クリスマスの前の晩のことだった。家中で生き物は何一つ動いていなかった、ネズミさえも。(『サンタクロースがやってきた』 クレメント・クラーク・ムーア)
1823年に書かれたと考えられているムーアの有名な詩は、西洋のクリスマスについての概念を形成するのに役立った。子どもたちが知っているように、「聖ニコラス」または「サンタクロース」として知られる陽気なぽっしゃりした白ひげの男性がクリスマスイブの12月24日におもちゃを届けに各家々にやってくる。
ドイツでは、クリスマスイブは家族でプレゼントを交換する時間だ。しかし、オーストラリアと他の英語圏では、12月25日がメインイベントの日だ。
子どもたちはクリスマスの日に起きると、どんなプレゼントがクリスマスツリーの下に置いてあるだろうとわくわくする。サンタを一目見るためだけに、一晩中起きていようとする子どももいる。

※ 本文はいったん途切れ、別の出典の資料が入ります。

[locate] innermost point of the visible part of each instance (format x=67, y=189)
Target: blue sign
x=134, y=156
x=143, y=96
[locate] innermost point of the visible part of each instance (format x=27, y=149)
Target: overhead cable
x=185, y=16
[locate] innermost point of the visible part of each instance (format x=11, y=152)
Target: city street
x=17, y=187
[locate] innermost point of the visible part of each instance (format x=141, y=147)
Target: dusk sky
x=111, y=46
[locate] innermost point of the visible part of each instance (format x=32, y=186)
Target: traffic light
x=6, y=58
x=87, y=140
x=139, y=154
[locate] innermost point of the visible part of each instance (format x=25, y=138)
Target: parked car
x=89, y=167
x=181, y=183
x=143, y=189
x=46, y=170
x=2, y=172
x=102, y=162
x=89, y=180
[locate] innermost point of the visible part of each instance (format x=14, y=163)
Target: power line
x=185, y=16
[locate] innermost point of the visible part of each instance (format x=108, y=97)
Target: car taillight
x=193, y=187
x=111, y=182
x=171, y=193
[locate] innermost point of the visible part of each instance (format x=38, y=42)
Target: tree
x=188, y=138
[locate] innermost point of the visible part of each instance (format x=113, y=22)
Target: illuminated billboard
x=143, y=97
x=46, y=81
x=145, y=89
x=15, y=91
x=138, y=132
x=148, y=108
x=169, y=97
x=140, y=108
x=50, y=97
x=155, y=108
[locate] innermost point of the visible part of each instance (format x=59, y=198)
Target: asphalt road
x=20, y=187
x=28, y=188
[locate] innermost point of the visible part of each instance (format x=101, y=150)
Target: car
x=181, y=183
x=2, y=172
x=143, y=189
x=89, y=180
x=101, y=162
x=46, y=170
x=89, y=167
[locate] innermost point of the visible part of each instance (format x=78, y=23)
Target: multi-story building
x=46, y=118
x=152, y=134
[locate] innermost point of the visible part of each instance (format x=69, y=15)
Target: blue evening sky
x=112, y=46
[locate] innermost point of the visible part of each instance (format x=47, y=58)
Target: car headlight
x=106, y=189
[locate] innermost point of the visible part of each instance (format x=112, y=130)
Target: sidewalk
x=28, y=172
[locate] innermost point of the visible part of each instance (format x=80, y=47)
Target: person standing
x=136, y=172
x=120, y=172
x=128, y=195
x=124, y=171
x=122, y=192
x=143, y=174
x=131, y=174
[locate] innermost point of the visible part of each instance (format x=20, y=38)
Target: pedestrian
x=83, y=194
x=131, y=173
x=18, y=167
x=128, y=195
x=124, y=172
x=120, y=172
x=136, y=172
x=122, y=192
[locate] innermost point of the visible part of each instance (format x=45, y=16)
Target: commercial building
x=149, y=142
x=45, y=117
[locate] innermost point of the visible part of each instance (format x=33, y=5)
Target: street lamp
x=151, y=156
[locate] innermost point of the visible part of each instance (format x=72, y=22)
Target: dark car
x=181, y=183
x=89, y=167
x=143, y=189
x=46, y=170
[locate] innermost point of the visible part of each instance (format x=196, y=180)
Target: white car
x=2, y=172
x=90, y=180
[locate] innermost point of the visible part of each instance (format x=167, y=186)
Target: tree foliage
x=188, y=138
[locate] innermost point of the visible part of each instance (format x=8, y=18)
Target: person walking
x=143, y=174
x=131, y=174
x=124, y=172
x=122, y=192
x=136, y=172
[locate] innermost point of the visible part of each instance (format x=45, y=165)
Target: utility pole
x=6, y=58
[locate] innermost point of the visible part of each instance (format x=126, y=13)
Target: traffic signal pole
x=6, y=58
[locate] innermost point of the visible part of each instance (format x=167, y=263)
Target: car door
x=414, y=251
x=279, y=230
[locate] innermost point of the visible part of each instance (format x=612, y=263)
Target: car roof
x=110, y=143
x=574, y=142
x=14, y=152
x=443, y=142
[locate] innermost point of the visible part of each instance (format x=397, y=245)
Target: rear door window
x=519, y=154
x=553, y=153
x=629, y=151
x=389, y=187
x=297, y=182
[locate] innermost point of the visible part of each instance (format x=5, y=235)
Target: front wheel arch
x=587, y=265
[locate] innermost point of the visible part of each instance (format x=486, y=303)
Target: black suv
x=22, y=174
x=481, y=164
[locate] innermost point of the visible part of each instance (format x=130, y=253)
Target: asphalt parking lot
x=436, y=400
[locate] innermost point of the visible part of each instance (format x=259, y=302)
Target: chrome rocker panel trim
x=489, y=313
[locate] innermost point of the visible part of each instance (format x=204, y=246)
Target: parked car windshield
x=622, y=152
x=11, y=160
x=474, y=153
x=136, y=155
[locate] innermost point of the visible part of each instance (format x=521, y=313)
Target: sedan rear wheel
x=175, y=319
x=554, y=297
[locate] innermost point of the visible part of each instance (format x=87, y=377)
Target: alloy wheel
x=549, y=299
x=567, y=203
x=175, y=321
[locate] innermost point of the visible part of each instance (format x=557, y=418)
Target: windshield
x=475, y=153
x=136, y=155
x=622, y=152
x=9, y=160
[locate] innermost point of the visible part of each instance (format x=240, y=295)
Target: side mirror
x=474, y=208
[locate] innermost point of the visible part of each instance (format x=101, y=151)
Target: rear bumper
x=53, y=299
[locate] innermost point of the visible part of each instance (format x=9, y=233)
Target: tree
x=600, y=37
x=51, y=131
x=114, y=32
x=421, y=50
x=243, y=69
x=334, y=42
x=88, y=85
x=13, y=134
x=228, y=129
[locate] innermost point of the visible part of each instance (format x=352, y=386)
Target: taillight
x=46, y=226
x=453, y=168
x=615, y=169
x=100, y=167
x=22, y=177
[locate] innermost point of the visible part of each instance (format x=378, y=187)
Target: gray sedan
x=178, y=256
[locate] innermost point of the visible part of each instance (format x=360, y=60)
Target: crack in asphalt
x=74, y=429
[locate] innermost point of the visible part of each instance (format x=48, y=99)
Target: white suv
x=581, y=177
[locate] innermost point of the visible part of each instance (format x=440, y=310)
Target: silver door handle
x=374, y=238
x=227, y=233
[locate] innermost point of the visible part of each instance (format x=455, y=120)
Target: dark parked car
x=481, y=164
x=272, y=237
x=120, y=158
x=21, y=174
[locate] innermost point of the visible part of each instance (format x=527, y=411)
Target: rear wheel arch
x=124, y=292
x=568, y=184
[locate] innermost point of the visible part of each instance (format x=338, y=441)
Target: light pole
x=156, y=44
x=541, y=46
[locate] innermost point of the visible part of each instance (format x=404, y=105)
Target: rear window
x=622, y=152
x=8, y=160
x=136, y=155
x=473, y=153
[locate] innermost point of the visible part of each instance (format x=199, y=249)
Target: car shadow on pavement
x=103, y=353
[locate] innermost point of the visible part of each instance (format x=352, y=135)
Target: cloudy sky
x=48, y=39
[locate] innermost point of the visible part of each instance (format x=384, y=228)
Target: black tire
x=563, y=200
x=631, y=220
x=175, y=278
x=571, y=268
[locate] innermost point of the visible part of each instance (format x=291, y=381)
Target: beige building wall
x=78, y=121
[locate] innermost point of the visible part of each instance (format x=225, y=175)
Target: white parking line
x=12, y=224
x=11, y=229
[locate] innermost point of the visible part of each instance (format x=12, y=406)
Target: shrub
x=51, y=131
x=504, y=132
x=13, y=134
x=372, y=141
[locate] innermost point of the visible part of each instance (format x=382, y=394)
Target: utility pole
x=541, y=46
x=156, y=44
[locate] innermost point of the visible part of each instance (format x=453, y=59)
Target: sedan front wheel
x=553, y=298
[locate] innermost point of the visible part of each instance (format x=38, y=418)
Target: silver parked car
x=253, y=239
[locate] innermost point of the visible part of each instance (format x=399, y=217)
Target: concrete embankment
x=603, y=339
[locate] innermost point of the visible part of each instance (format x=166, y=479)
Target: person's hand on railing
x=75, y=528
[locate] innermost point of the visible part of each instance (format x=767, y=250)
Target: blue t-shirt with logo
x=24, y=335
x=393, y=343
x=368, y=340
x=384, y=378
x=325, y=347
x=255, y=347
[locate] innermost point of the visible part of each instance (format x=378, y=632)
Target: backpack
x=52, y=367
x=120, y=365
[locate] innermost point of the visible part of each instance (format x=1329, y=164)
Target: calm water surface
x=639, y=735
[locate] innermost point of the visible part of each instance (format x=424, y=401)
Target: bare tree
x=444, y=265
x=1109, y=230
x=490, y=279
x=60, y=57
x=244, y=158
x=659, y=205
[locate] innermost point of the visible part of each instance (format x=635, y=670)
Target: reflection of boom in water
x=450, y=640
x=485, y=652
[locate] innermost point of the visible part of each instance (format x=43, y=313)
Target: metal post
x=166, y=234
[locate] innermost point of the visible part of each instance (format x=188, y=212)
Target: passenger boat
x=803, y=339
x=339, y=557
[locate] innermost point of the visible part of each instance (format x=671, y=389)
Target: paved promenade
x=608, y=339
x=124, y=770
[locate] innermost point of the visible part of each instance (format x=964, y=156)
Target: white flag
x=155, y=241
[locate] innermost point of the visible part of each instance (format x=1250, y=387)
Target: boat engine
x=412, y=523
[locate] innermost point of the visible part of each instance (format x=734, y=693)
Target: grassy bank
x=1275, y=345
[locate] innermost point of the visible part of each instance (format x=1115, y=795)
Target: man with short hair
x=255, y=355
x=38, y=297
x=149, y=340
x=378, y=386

クリスマスの日は祝日で、たくさんの食べ物と飲み物、贈り物の交換のある家族の行事だ。クリスマスを夏に祝うオーストラリアでさえも、七面鳥、じゃがいも、濃厚なケーキなど、イギリス式のローストした食事が並ぶディナーが一般的だ。
オーストラリアとイギリスは12月26日も祝日で、ボクシングデーと呼ばれている。これは、使用人が雇い主から贈り物の入った箱を受け取るというイギリスの伝統から来ていると言われている。オーストラリアでは、ボクシングデー・テストが、イギリスなどの訪問国とする毎年恒例のクリケットの試合だ。
多くの国々で、クリスマスは休暇の始まりで新年までずっと続く。ブリスベンにある私の故郷では多くの職場がクリスマスイブの前から閉まり、1月の最初の週まで開かない。
日本では、悲しいことに、クリスマスに祝日はない。クリスマスが宗教的な祝祭の西洋とは違って、日本のクリスチャンは少数派で、クリスマスの伝統は輸入されたものだ。
クリスマスの飾りがショッピングセンターで飾られていて、クリスマスは基本的には買い物客のものだ。カップルがクリスマスイブにデートをし、家族で食事をすることとプレゼントは正月までとっておかれる。
賢いマーケティングのおかげで、KFC(オーストラリアで同社は自身をケンタッキー・フライド・チキンと呼ぶことを何年か前にやめている)は日本でクリスマスと結び付くようになった。KFCの店舗ではカーネル・サンダースの像に赤と白のサンタのコスチュームを着せ、バケツのような入れ物に入った七面鳥ではなくクリスマスチキンを売っている。
けれども、食べ物や贈り物、休みだけでなく、クリスマスは善意の季節でもある。多くの人々にとって、自分よりも恵まれていない人々に与えることは、クリスマスの本来の精神を示すものだ。結局、サンタはたくさんの助けなしにはこれらすべてのプレゼントを配ることはできない。